Pascal Poupart
Title: Think Fast -- Resource Constrained Reasoning and Planning under Uncertainty

    Abstract: Recent advances in planning techniques have focused on online search techniques. While these techniques allow practitioners to obtain policies for fairly large problems, they assume that a non-negligible amount of computation can be done between each decision point. In contrast, the recent proliferation of mobile and embedded devices has lead to a surge of applications that could benefit from state of the art planning techniques if they can operate under severe constraints on computational resources. For instance, consider the emerging class of monitoring and assistive applications that run on smart-phones, wearable systems or other mobile devices.  While computational resources are rapidly increasing, energy consumption remains an important bottleneck due to limited battery life. In this talk, I will present some experiments about battery consumption for various types of planning policies on smart-phones. I will then present recent results for the optimization and compilation of policies into controllers with negligible energy consumption during their execution.
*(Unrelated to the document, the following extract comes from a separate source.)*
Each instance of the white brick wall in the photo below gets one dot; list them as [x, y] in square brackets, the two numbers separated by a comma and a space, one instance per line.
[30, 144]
I will also present recent advances in multi-objective optimization to tradeoff the utility and energy costs resulting from different actions.

    Pascal Poupart is an Associate Professor in the David R. Cheriton School of Computer Science at the University of Waterloo, Waterloo (Canada).  He received the B.Sc. in Mathematics and Computer Science at McGill University, Montreal (Canada) in 1998, the M.Sc. in Computer Science at the University of British Columbia, Vancouver (Canada) in 2000 and the Ph.D. in Computer Science at the University of Toronto, Toronto (Canada) in 2005.  His research focuses on the development of algorithms for reasoning under uncertainty and machine learning with application to Assistive Technologies and Natural Language Processing.  He is most well-known for his contributions to the development of approximate scalable algorithms for partially observable Markov decision processes (POMDPs) and their applications in real-world problems, including automated prompting for people with dementia for the task of handwashing and spoken dialog management. Other notable projects that his research team are currently working on include chatbots for automated personalized conversations and a software platform for health monitoring using wearable sensors. He received a David R. Cheriton Fellowship by the University of Waterloo in 2015 and the Early Researcher Award by the Ontario Ministry of Research and Innovation in 2008.  He was also a co-recipient of the Best Paper Award Runner Up at the 2008 Conference on Uncertainty in Artificial Intelligence (UAI) and the IAPR Best Paper Award at the 2007 International Conference on Computer Vision Systems (ICVS).  He served on the editorial board of the Journal of Artificial Intelligence Research (JAIR) (2008 - 2011) and the Journal of Machine Learning Research (JMLR) (2009 - present).  His research collaborators include Google, Intel, Huawei, Kik Interactive, In the Chat, Slyce.it, the Alzheimer Association, the UW-Schlegel Research Institute for Aging, Sunnybrook Health Science Centre, the Toronto Rehabilitation Institute and the Intelligent Assistive Technology and Systems Laboratory at the University of Toronto.